Given $x \in X$, from definition of sub-basis $\mathcal{S}$, $x$ belongs to an element of $\mathcal{S}$, and hence $x$ belongs to an element of $\B$. So, the first condition of basis is satisfied. To check the second condition, let $B_{1} = S_{1} \cap \dots \cap S_{m}$ and $B_{2} = S_{1}^{'} \dots S_{n}^{'}$ be two elements of $\B$. Then, their intersection $B_{1} \cap B_{2} = (S_{1} \cap \dots \cap S_{m})  \cap (S_{1}^{'} \dots S_{n}^{'})$ is also a finite intersection of elements of $\mathcal{S}$, so it belongs to $\B$. 

\begin{exmp}
\begin{enumerate}[i)]
Consider the set $A = (-1, 1)$ of real numbers in the usual order. Assuming the fact that the real numbers have the least upper bound property, it follows that the set $A$ has the least upper bound property. Any subset of $A$ having an upper bound in $A$ should also have least upper bound property. 
\end{enumerate}
\end{exmp}

\section{Order Topology}
Given a collection of sets, we may want to define an order relation between any two member sets. An order relation can provide the necessary framework for introducing the notion of \textbf{distance} in a very abstract sense. A very crude example is to consider three real number $a, b$ and $c$ such that $b$
is greater than $a$, and $c$ is greater than $b$. In this example, "greater than" is a type of order relation. It is easy to see that $c$ is not only greater than $a$, but also $c$ is \textbf{farther} from $a$ compared to $b$. This is a fine example of how an order relation can induce much richer mathematical entities such as distances, intervals, neighborhoods etc.  

If $X$ is a simply ordered set, there is a standard topology for $X$, defines using the order relation. It is called the $\emph{order topology}$.

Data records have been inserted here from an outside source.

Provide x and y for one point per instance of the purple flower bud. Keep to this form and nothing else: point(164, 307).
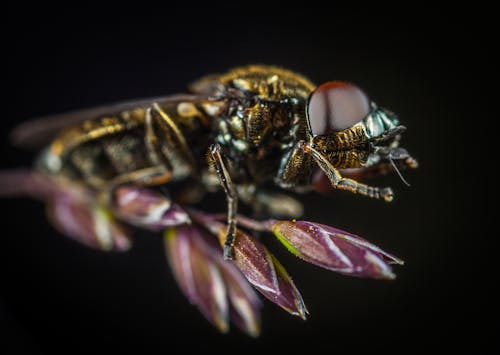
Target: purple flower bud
point(335, 249)
point(85, 222)
point(198, 274)
point(147, 208)
point(244, 303)
point(267, 275)
point(73, 210)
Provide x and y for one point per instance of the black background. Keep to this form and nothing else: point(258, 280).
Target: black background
point(426, 64)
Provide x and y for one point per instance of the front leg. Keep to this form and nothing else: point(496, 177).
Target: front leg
point(342, 183)
point(231, 196)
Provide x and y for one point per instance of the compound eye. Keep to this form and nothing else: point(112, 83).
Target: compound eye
point(335, 106)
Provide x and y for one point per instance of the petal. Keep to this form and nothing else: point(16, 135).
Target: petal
point(259, 267)
point(23, 182)
point(147, 208)
point(244, 303)
point(82, 220)
point(335, 249)
point(197, 274)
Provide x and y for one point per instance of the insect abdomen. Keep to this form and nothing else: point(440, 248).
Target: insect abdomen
point(98, 150)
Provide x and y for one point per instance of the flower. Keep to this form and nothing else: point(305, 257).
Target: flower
point(72, 209)
point(194, 242)
point(147, 208)
point(334, 249)
point(259, 266)
point(209, 282)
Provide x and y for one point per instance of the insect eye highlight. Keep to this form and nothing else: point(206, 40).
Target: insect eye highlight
point(335, 106)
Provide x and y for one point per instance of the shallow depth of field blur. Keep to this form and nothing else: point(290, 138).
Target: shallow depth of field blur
point(58, 295)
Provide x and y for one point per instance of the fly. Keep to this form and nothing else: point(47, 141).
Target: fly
point(241, 130)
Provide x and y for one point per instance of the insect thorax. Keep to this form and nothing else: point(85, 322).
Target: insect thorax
point(264, 116)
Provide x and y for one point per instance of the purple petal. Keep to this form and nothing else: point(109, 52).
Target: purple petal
point(147, 208)
point(335, 249)
point(198, 274)
point(260, 267)
point(86, 223)
point(244, 303)
point(23, 182)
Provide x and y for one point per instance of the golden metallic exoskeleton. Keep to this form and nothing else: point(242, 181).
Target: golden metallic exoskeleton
point(241, 130)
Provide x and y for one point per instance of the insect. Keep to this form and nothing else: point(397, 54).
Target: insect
point(243, 130)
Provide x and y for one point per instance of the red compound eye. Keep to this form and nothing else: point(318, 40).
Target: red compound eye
point(335, 106)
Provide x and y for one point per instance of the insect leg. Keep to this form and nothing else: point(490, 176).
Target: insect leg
point(232, 198)
point(342, 183)
point(267, 203)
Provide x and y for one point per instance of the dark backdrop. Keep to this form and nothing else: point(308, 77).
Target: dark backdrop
point(425, 64)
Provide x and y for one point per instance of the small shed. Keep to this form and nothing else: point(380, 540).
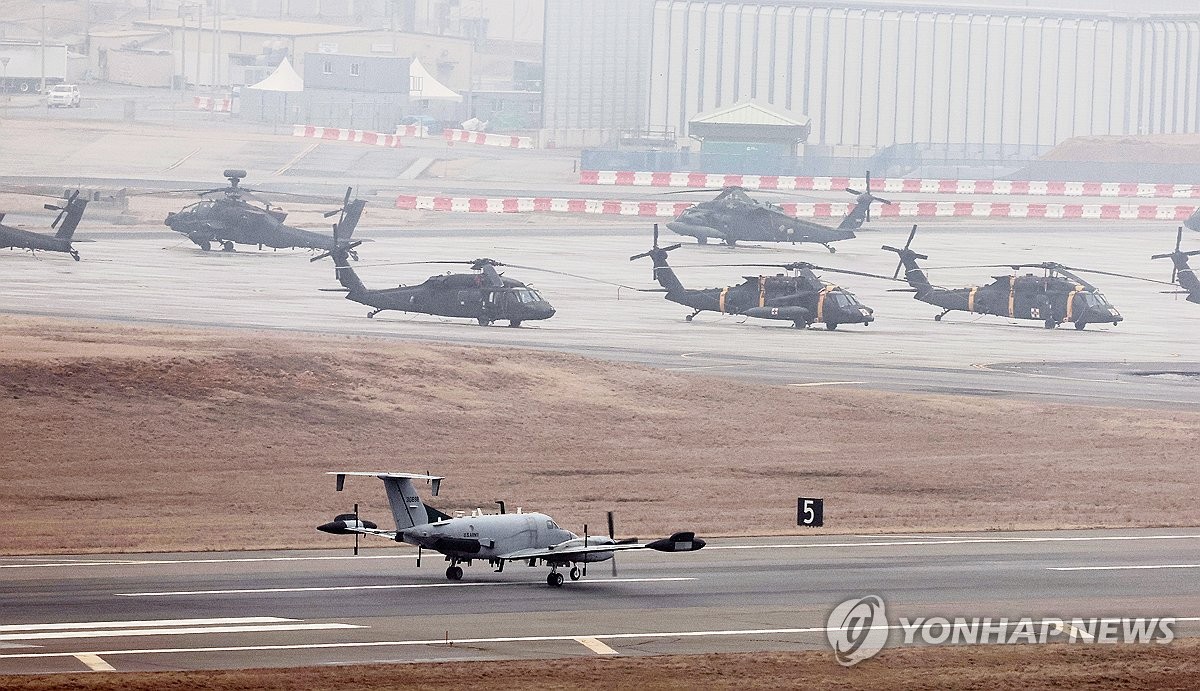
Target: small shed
point(750, 127)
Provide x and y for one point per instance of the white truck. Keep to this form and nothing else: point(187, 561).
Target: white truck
point(21, 65)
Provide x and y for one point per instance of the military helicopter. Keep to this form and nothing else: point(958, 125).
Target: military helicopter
point(66, 222)
point(229, 218)
point(485, 295)
point(801, 298)
point(735, 216)
point(1182, 274)
point(496, 538)
point(1055, 298)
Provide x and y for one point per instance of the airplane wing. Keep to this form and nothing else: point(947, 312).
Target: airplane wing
point(571, 551)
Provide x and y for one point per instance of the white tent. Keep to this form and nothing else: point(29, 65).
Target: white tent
point(426, 88)
point(285, 78)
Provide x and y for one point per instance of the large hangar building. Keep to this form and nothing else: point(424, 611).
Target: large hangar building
point(876, 73)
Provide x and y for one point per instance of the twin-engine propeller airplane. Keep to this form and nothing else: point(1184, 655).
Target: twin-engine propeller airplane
point(1055, 298)
point(497, 538)
point(801, 298)
point(1181, 272)
point(66, 222)
point(735, 216)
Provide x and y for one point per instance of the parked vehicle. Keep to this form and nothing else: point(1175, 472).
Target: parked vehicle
point(63, 95)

Suppose that $X$ is a set having a simple order relation $<$. Given elements $a$ and $b$ of $X$ such that $a < b$. there are four subsets of $X$ that are the intervals determined by $a$ and $b$. They are:
\begin{enumerate}[a)]
\item Open interval: $(a, b) = \{ x\; | \: a < x < b  \}$
\item Half open interval: $[a, b) = \{ x\; | \: a \le x < b  \}$
\item Half open interval: $(a, b] = \{ x\; | \: a < x \le b  \}$
\item Closed interval: $[a, b] = \{ x\; | \: a \le x \le b  \}$
\end{enumerate} 

\end{document}